What international hospitalists tell us about our current situation and the future

Robert Chang, MD writes –

One of my long-term goals for our hospitalist group would be the establishment of multiple relationships with academic centers overseas, in particular in the sub-Saharan subcontinent, Africa or China.  The benefits would be enormous for us as well as our partners would include professional satisfaction, exposure to other educational systems, and a highly mutual exchange of information and clinical experience.

As far as I know, hospitalist medicine has little presence outside of the United States, Canada and Britain.  “Globalization of hospital medicine” will be a major leap that may face us in the not-so-distant future as we settle our presence in the United States.  It is no small surprise that the three countries with a hospitalist presence have very well-developed infrastructure and medical systems.  Having personally spent some time overseas in Togo, West Africa and Honduras, the stability and infrastructure of the society plays a huge role in the success or failure of health care as a whole – and much more so with hospitalist medicine.  The frustrations of medical relief efforts in the bombings of the Gaza Strip, the cholera outbreak in Zimbabwe, or even the earthquake disaster in China in 2008 reveal just how dependent we are on communication, a system to bring people to us to receive care (or a way to go to them) and a place to send patients once they are well enough to leave the hospital.

Talk of the international field can seem distant to us.  To bring it closer to home, my thought experiment about international hospitalists has left me with two major points that suddenly become clearer when considering situations overseas.

My first thought is we continue to have great responsibility to the medical field.  As we continue to grow, we need to be very concerned about the health of general medicine as a whole.  One of the big issues working overseas is the lack of reliable communication with the follow-up physician, if they exist or are even accessible.  If we are interested in continuing as hospitalists, we need the primary care network to remain vibrant, resilient and strong.  The dismal growth in the number of primary care physicians is critical and we should lend our support in that arena.  We should be highly involved in initiatives such as the advanced medical home, which eases the burden on the primary care physician to bridge the gaps from home to hospital to home.  Overall, while hospitalist medicine faces a physician shortage, growing our field while sacrificing primary care is short-sighted and suicidal, not just tactically speaking but from a societal and patient perspective.

My second thought is that we need to engage ourselves on a societal level.  Working at a state-funded, tertiary academic medical center, we provide care for incredibly sick people, who sometimes have little to no financial reserve.  When their medical care is done, there is no place for them to go.  Perhaps this is unique to the academic setting, but debilitated patients can linger for weeks to months “waiting for placement”, incurring an increasing risk of iatrogenic complications relating to clots, medications, infections, decubitus ulcers and so forth.  Some patients cannot afford their medications and we struggle with prior authorizations and insurance companies and hope that we can prescribe something that is $4 at Walmart.  The hospital remains the last solution for many societal woes which it was never intended – and soon may not be able – to handle.  These issues represent a much broader societal problem of how we chose to deal with the sick and ill than any individual hospital.  With the damaging effects of the recent economy, coupled with the burgeoning elderly population, SHM needs to retain its vigorous role on shaping future policy, especially hospital and hospitalist reimbursement, to ensure that both we and our patients can remain financially solvent.

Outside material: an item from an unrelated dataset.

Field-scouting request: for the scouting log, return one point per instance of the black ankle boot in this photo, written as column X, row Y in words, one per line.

International medicine is a world that is often distant and foreign and yet, experiencing it, is often very revealing about our home, how we live and the strengths of our society.  In our growing numbers and continued need for more physicians, we should remember who we depend on to give the great care that we provide.  We cannot disengage from the political landscape that we see through the window on society that hospitals afford us.

3 Comments

  1. […] Someone I’ve heard of added an interesting post today on The Hospitalist Leader Blog Archive What international …Here’s a small readingWith the damaging effects of the recent economy, coupled with the burgeoning elderly population, SHM needs to retain its vigorous role on shaping future policy, especially hospital and hospitalist reimbursement, to ensure that both we … […]

  2. Hans Jeppesen, MD, MBA on March 28, 2009 at 5:43 pm

    Hello Robert.
    I have visited a few hospitals in Shanghai (where my wife hails from), and, assuming a hospitalist is someone who primarily takes care of inpatients. In addition, the “hospitalist” model has long existed in more countries than Canada, Great Britain and the US. For example, just a few others are the Scandinavian countries and in many hospitals in Germany.
    Good luck to you!
    HJ

  3. Robert Chang on April 1, 2009 at 10:17 pm

    Hans,

    Thanks for broadening my understanding of where hospitalists are active! I think that most of my interest is directed towards relationships with less developed countries and/or non-Western countries, mainly because of the relational gains that come from building those types of exchanges. Cuba, for example, would be very interesting (although there continue to be clear political difficulties). I would guess that I have missed quite a few other countries!